Elon is brilliant when it comes to hardware. But unfortunately with xAI, he went on a firing spree, PayPal Mafia style, just like with Twitter when he bought it, shortly before doing another hiring drive, and failing to hire software engineers at scale.
The datacenter deals came after. But now, the man who promised the world an AI system that defends free speech and is “pro-human”, is instead selling to his competitors and lowering the daily app usage limits of his own Grok by an order of magnitude (really).
If you’re dealing with the world’s richest man, you can predict that money will come before other concerns despite other rhetoric. Interesting strategy though!
Edit: To be fair, they did decide that hardware was "the bottleneck" according to an interview I saw last year. But I firmly believe they underestimated the software problem (and their app was/is riddled with them).
Elon doesn't need the GPUs for macrohard?

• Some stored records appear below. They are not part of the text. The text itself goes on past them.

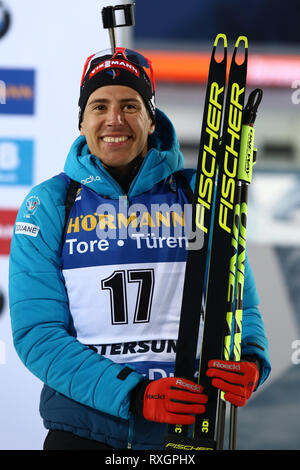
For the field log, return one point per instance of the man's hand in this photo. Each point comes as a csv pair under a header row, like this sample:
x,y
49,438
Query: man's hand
x,y
236,379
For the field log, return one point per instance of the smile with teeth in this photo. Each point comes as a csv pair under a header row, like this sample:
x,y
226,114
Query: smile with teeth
x,y
117,139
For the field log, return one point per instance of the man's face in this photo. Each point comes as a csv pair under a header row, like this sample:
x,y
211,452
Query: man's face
x,y
116,125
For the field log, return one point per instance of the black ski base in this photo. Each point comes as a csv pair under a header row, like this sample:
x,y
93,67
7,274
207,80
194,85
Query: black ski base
x,y
176,442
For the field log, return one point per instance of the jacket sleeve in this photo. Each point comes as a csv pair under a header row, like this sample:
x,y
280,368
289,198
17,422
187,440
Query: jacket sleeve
x,y
40,318
254,339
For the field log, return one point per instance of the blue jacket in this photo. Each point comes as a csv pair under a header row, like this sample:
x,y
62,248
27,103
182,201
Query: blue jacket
x,y
83,392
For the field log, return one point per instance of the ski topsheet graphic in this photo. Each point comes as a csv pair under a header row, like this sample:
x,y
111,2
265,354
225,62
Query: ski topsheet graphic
x,y
224,170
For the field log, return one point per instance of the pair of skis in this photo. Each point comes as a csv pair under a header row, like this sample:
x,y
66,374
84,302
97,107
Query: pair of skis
x,y
214,278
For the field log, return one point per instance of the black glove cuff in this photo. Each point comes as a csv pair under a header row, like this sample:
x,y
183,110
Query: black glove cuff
x,y
137,397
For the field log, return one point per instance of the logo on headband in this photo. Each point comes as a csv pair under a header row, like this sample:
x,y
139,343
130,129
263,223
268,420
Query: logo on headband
x,y
108,64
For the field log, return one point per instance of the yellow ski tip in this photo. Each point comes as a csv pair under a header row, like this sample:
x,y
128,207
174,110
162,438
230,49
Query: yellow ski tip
x,y
220,36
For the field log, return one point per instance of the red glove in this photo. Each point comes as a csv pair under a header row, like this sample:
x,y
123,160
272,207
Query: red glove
x,y
236,379
173,400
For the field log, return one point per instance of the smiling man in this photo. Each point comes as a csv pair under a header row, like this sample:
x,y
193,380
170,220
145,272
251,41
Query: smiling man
x,y
99,324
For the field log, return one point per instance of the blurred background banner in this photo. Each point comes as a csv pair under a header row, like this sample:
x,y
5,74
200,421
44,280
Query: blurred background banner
x,y
43,46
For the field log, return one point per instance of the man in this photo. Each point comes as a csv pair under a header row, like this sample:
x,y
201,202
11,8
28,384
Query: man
x,y
95,307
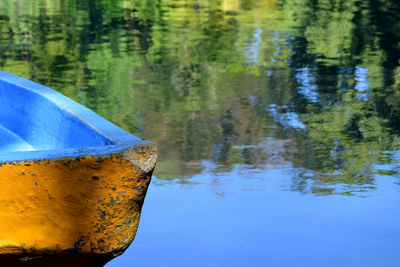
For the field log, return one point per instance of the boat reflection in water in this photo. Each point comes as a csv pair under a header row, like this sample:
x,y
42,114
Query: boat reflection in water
x,y
72,184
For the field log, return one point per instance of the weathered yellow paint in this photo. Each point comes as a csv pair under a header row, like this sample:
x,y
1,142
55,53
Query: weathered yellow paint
x,y
85,205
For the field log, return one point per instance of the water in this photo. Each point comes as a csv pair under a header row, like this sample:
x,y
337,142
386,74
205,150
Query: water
x,y
277,121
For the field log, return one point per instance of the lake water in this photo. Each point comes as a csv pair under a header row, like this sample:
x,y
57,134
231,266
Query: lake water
x,y
277,122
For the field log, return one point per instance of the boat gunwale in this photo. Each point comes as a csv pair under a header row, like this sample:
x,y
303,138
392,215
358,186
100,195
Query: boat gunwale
x,y
119,139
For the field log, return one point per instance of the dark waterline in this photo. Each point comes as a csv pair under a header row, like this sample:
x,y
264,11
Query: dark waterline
x,y
277,121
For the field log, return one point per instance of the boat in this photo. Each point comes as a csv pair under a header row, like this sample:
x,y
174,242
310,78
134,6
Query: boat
x,y
72,184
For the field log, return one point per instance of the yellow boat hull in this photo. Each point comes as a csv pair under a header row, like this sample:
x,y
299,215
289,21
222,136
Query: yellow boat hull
x,y
86,208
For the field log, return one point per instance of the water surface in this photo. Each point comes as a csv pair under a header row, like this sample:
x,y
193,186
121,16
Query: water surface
x,y
277,122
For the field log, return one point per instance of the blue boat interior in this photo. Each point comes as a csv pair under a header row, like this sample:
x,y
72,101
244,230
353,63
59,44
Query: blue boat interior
x,y
33,118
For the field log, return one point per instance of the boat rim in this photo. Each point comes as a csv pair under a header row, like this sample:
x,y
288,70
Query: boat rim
x,y
119,139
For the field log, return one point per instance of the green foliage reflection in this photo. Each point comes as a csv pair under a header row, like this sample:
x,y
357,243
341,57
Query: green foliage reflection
x,y
216,81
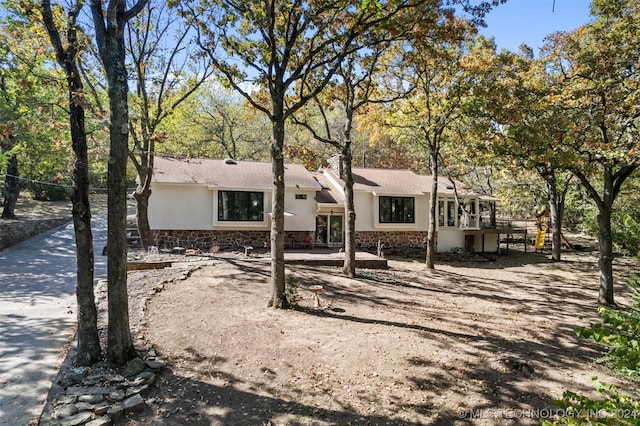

https://www.cnbc.com/2026/03/11/musk-unveils-joint-tesla-xai...
Anthropic deal is 1.25B a month for half a gigawatt, with it rising up to 1g.(total deal size 2-2.5B a month) add on this google $900m a month and you get 3.4B a month. Starship cost is probably something like (y = (400m - 20m(0.85)^t + 20m, where t is times starship is launched. At 30 launches, they are close to their target of $20m. A single nvidia NVL72 rack's peak performance is around 135w so 1gw (1,000,000 kW /135 kW per rack‚ is 7,407. each rack weighs around 1.47 metric tons. so you have 7407/1.47t = 10,888.29t+ 15,243.606 (plus 15,243.606 is for an additional 140% for foldable radiator and solar panels... so 26,131.9t to orbit for 1gw of compute. each starship can do 100T, so 26,131.9t/100 gives us 261.32 starships. given the cost curve earlier: Total Cost = ∫₀²⁶¹ (380 0.85ᵗ + 20) dt
So $7.5B for the required tonnage to space. 3 million to $3.5 for each rack is 7407 * 3.5m = 25,924.5b. + 7,558.19 is 33b. if we can rent 1gw for $2-3b a month we get buyback in 13ish months? Literally best business model ever. if they last 5 years, each gw is worth $160-180B for the cost of $33B.Holy F*ck.... SpaceX is going to be the most valuable company of all time by a long shot.